KING, C.J., LEE AND MYERS, P.JJ., IRVING, BARNES, ISHEE, ROBERTS AND CARLTON, JJ., CONCUR. GRIFFIS, J., SPECIALLY CONCURS WITH SEPARATE WRITTEN OPINION JOINED BY LEE, P.J., AND MAXWELL, J.
GRIFFIS, J., Specially Concurring.
¶ 33. I concur with the majority. A summons under Rule 81 of the Mississippi Rules of Civil Procedure may not be substituted for a Rule 4 summons under Rule 4 of the Mississippi Rules of Civil Procedure.
¶ 34. I write separately because I believe Rule 81 is a treacherous and often misunderstood rule. It was included in the rules at the behest of several well-respected chancellors. They were concerned with how practice under the then "new" rules of civil procedure would affect domestic relations law and other statutory claims.
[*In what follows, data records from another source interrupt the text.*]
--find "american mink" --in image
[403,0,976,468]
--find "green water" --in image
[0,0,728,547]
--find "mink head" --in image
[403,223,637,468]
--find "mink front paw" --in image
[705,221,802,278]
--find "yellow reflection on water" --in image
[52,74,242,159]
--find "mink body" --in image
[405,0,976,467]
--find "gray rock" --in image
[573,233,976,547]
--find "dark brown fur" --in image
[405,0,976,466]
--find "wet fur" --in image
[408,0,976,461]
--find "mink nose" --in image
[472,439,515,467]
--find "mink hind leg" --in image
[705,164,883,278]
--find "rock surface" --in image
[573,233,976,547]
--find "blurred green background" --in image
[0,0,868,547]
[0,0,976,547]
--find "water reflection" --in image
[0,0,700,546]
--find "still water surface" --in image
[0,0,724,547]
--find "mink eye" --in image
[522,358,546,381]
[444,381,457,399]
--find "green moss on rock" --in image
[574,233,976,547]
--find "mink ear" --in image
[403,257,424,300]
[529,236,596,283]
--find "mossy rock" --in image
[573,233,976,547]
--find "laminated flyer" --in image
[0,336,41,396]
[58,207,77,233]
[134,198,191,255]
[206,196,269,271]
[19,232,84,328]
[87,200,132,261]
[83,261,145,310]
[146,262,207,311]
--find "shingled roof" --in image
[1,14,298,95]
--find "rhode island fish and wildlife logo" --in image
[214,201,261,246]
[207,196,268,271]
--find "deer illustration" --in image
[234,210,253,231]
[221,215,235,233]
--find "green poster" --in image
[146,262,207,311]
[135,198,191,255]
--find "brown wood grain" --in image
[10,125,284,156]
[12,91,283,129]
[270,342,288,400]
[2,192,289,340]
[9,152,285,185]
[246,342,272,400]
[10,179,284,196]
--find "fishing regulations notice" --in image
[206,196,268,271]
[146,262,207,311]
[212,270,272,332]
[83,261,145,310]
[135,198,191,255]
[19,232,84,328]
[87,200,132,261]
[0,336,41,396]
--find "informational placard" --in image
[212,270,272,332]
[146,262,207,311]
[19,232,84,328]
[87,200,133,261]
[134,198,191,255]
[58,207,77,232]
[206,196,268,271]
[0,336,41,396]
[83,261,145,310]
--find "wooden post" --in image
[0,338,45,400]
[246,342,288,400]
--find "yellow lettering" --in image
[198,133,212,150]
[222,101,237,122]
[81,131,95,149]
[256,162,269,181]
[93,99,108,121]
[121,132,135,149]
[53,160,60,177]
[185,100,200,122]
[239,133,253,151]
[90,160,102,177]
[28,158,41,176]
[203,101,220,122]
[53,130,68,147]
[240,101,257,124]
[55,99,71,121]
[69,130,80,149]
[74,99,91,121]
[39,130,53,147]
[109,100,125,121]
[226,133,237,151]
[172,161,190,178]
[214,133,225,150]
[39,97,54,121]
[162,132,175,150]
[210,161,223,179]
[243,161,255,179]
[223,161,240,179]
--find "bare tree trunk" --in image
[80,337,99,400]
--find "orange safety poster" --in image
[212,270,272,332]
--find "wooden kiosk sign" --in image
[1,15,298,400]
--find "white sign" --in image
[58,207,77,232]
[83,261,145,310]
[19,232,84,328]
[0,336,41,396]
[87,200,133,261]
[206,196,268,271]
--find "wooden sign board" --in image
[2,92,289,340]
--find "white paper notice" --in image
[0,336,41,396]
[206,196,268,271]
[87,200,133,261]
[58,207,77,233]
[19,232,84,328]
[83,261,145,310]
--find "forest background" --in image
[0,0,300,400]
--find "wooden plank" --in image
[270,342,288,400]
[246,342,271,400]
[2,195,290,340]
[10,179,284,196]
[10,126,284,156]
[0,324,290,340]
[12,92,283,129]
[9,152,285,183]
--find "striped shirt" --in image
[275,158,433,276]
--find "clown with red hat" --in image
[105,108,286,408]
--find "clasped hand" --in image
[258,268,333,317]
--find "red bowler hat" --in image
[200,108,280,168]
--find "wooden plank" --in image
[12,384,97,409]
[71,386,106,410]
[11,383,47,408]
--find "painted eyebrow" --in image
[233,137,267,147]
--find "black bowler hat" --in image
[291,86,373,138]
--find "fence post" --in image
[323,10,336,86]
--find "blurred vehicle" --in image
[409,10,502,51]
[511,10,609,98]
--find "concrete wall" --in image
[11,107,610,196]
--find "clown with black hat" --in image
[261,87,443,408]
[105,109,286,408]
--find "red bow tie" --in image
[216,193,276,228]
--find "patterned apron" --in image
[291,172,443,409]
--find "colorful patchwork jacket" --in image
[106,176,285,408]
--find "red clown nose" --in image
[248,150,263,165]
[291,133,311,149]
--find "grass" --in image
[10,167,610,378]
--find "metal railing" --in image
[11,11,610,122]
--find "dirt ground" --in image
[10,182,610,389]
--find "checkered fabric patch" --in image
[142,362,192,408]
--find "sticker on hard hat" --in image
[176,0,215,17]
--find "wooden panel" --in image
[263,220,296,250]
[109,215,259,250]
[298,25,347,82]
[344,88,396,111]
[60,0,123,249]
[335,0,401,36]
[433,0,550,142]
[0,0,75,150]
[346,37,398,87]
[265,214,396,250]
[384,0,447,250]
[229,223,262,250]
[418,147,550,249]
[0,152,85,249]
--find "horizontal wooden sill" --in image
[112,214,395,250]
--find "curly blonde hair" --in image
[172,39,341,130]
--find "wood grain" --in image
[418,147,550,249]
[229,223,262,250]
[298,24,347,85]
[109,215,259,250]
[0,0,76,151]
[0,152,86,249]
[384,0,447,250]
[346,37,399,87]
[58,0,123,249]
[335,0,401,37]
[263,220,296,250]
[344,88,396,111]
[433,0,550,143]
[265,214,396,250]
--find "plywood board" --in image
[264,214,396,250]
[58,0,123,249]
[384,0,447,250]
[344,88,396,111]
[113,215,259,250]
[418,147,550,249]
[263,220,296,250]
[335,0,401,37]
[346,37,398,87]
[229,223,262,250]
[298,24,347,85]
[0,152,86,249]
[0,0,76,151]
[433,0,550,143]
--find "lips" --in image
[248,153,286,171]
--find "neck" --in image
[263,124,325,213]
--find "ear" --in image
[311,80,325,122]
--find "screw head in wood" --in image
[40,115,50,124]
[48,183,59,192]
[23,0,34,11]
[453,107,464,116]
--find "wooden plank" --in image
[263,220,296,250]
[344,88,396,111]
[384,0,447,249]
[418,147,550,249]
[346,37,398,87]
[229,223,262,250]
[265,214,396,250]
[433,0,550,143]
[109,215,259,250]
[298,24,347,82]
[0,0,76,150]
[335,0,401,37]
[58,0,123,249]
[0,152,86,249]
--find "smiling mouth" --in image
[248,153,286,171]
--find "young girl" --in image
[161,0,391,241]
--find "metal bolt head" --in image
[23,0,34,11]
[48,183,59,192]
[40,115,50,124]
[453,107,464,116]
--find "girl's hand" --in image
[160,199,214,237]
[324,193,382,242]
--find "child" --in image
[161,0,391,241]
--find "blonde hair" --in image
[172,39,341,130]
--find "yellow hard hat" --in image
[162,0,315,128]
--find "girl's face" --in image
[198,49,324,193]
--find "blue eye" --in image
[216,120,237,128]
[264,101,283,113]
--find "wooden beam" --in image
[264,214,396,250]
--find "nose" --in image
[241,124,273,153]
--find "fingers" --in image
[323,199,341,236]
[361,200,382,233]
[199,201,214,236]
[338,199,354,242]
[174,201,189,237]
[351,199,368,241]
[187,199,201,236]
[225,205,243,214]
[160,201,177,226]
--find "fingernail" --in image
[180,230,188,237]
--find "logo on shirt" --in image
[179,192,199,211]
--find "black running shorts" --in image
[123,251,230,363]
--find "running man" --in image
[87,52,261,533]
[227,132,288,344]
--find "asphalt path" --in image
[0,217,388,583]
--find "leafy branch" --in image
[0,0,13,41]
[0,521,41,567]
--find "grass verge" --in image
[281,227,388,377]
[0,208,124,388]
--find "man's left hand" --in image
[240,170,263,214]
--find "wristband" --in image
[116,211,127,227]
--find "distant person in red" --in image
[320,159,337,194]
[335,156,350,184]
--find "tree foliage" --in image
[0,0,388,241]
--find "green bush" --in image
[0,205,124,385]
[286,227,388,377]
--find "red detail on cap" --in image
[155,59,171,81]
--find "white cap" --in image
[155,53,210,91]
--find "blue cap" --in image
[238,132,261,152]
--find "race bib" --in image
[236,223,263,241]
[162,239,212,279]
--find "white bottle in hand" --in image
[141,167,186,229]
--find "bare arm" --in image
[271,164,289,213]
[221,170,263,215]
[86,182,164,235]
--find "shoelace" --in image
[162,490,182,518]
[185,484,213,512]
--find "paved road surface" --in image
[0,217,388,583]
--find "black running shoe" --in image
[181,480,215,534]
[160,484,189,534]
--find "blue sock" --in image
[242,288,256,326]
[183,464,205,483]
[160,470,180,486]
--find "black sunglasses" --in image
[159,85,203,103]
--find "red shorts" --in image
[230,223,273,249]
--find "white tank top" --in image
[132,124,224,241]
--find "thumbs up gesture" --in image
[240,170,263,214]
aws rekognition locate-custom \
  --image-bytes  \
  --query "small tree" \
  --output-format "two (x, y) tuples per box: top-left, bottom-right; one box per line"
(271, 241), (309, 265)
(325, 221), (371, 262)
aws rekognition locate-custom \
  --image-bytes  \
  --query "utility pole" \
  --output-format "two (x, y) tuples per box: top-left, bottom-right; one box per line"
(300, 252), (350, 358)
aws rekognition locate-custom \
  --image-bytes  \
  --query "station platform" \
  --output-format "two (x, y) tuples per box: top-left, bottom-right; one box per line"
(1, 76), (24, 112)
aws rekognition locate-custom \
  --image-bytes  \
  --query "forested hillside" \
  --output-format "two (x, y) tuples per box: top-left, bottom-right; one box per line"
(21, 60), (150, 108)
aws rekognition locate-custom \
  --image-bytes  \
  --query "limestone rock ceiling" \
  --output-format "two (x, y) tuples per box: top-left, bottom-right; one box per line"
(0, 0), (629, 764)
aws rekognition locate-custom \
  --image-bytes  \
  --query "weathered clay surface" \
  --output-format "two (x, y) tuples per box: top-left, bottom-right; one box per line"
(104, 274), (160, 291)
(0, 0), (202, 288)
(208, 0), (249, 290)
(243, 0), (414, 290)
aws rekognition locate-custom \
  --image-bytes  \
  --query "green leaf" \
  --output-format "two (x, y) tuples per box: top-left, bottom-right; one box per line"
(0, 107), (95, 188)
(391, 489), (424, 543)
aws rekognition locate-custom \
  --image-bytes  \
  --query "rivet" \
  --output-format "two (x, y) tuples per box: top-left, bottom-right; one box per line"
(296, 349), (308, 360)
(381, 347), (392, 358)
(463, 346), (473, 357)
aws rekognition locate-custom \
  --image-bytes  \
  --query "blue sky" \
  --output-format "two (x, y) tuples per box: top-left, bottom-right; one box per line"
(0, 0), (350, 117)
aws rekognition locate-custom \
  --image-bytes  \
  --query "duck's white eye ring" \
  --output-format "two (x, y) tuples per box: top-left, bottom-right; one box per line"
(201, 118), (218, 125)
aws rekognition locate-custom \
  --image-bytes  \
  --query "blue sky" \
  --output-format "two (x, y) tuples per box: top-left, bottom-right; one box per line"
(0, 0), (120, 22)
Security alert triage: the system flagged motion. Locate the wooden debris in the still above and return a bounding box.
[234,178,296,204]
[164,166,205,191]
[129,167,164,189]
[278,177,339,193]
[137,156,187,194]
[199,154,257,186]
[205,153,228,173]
¶ 35. After almost thirty years now that the Mississippi Rules of Civil Procedure have governed procedure in our chancery courts, more than one party and practitioner have fallen prey to the hidden tentacles of Rule 81. The results of the trap laid by Rule 81 can be devastating, such as in this case.
¶ 36. Rule 81(d) should be transferred to Rule 4 or some other appropriate rule. All notice provisions should be in or near Rule 4. Rule 81 should remain, but without paragraph (d). I urge the Mississippi Supreme Court to revise the Mississippi Rules of Civil Procedure to make the notice requirements of Rule 81 easier to understand and to comply with in actual practice.
LEE, P.J., AND MAXWELL, J., JOIN THIS OPINION.